The new method consists of a simple set of calculations to analyze microsatellite multiplex PCR data from control-tumor pairs and can be used to obtain accurate information about the percentage of tumor-infiltrating normal cells, the locus copy-number status and the mechanisms involved in allelic imbalances. It should be particularly useful for analyzing specific regions of the genome containing tumor suppressor genes. The method represents a simplification of the process of genetic analysis of tumors.

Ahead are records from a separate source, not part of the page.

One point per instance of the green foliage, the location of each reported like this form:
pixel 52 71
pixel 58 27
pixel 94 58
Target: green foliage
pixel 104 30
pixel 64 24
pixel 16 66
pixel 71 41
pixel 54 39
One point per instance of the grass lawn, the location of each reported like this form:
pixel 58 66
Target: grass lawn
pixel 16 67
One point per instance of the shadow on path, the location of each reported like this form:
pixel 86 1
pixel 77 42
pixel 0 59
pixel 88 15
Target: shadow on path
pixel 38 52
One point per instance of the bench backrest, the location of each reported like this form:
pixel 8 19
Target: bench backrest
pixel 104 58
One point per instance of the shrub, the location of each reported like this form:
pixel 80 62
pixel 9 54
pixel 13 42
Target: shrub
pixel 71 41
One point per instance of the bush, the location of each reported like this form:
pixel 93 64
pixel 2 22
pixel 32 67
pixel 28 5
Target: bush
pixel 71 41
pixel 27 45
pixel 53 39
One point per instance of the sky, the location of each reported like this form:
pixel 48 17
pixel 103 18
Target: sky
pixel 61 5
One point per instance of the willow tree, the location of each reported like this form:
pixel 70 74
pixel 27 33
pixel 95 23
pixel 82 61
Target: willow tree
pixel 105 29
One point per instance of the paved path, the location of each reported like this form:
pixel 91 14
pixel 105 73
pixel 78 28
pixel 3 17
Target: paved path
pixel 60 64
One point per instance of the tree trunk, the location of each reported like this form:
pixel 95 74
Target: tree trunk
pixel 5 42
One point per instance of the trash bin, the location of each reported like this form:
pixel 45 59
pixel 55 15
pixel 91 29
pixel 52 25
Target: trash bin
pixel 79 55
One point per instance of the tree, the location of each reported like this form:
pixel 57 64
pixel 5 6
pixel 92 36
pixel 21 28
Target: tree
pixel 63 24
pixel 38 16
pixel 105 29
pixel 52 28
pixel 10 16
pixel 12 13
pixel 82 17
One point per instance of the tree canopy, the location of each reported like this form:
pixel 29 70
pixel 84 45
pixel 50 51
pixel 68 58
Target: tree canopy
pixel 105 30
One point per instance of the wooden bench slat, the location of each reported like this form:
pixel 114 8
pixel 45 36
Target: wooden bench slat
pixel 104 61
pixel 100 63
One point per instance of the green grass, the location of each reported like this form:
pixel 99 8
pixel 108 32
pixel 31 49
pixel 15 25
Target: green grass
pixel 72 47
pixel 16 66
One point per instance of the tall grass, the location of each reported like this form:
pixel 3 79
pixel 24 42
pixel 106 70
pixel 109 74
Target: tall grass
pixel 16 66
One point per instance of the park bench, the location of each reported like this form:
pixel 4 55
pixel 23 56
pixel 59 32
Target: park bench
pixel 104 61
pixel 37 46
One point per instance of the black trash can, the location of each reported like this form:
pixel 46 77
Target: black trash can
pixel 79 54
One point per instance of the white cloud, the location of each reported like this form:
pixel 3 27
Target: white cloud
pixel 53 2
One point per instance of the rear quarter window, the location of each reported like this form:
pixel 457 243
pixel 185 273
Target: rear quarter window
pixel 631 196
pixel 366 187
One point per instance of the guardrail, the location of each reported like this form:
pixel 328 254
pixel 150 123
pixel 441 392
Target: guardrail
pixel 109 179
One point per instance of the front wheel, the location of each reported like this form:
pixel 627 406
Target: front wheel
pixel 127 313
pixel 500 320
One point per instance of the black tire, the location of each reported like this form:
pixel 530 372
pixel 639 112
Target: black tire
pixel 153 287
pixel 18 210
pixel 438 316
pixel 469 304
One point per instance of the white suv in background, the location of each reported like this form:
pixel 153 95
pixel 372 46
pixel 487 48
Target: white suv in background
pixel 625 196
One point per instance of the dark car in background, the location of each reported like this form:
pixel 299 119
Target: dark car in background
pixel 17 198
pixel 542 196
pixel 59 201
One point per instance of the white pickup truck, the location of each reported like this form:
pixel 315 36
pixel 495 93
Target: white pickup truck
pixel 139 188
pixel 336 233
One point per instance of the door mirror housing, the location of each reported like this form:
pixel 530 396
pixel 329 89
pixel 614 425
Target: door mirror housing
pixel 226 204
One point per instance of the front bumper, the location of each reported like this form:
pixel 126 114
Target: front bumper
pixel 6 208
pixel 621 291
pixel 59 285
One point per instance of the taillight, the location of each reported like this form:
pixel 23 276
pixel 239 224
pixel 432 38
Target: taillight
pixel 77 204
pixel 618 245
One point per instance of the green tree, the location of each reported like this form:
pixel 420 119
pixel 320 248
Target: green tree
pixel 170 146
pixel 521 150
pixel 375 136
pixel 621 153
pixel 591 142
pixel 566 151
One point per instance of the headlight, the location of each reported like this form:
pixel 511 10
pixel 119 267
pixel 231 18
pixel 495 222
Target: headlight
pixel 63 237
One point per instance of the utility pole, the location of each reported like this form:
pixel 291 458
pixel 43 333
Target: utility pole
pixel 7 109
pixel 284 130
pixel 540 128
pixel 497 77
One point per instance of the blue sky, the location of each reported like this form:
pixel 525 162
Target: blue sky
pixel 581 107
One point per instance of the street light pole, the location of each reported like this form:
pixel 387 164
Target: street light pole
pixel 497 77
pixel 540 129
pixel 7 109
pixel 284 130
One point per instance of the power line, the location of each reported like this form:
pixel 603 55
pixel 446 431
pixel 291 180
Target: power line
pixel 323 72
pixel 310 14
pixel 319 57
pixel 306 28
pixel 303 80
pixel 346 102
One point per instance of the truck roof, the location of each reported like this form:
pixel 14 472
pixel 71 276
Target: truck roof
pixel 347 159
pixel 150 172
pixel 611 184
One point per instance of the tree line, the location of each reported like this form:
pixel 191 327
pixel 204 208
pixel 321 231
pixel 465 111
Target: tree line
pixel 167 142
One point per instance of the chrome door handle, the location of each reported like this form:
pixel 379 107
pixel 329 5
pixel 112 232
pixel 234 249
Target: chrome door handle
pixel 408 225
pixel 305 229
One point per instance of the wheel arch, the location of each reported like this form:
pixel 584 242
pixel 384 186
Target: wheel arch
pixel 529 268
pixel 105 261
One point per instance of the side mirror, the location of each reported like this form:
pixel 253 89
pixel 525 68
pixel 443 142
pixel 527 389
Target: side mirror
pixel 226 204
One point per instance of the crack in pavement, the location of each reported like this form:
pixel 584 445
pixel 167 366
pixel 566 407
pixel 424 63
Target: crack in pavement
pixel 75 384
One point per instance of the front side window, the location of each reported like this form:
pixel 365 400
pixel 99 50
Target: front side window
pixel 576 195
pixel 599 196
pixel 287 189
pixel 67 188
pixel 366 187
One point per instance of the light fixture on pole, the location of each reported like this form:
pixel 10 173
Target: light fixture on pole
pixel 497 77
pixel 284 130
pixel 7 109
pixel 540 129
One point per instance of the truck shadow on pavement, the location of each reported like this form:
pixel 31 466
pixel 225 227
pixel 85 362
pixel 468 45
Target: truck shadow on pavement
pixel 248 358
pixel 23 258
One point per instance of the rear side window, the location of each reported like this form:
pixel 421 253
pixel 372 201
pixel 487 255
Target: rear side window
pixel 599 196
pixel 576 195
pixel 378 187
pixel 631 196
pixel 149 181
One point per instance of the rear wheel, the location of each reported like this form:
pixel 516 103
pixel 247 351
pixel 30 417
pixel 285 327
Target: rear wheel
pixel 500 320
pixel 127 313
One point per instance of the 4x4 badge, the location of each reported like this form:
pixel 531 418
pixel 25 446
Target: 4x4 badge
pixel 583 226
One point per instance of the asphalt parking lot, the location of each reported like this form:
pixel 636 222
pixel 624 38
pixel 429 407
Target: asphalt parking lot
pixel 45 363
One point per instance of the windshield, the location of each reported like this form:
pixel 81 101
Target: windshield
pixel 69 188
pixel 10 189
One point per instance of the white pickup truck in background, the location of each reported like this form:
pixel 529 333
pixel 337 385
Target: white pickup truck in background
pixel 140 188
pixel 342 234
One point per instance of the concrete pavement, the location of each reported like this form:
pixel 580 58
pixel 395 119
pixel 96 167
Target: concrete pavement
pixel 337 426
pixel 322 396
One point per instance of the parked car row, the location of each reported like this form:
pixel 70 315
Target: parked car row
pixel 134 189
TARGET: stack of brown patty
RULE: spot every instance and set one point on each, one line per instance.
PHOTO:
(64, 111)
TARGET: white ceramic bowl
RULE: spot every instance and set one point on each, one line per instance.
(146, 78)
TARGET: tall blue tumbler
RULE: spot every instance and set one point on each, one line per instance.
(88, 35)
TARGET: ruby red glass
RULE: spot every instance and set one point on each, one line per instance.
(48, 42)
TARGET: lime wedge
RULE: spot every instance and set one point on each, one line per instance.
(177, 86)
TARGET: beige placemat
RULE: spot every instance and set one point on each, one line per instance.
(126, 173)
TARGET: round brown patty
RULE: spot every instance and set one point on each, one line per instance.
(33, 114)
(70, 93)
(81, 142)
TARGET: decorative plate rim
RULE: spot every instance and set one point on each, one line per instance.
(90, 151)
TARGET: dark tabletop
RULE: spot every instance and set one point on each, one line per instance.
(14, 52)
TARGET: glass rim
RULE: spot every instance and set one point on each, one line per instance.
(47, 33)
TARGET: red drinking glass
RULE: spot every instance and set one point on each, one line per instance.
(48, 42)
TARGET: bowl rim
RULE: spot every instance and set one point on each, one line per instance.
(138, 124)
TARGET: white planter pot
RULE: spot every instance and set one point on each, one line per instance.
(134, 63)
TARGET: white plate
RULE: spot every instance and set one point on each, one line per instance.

Aurora Kinase A as a Potential Malignant Peripheral Nerve Sheath Tumor Therapeutic Target
The Genetic Variation and Cancer Group has also participated in a study by the group led by Dr. Nancy Ratner, from the Division of Experimental Hematology and Cancer Biology of the Cincinnati Children's Hospital, just published in Clinical Cancer Research. The work aimed to use a comprehensive gene expression analysis to identify novel therapeutic targets for a type of soft tissue sarcoma, the Malignant Peripheral Nerve Sheath Tumor (MPNST), common in patients with Neurofibromatosis Type 1 disease. Aurora kinase A has been identified as a possible target for future therapies. The contribution of the IMPPC Genetic Variation and Cancer group has consisted of the genomic analysis of somatic copy number alterations of the AURKA A locus, both by SNP-array analysis and DNA qPCR, with results that were consistent with the expression analysis of the gene. Aurora kinase shRNAs and Aurora kinase inhibitors blocked MPNST cell proliferation in vitro. Additionally, an AURKA selective inhibitor, MLN8237, stabilized tumor volume and significantly increased the survival of mice with MPNST xenografts. The work shows that blocking Aurora kinases may be a viable way of treating MPNST.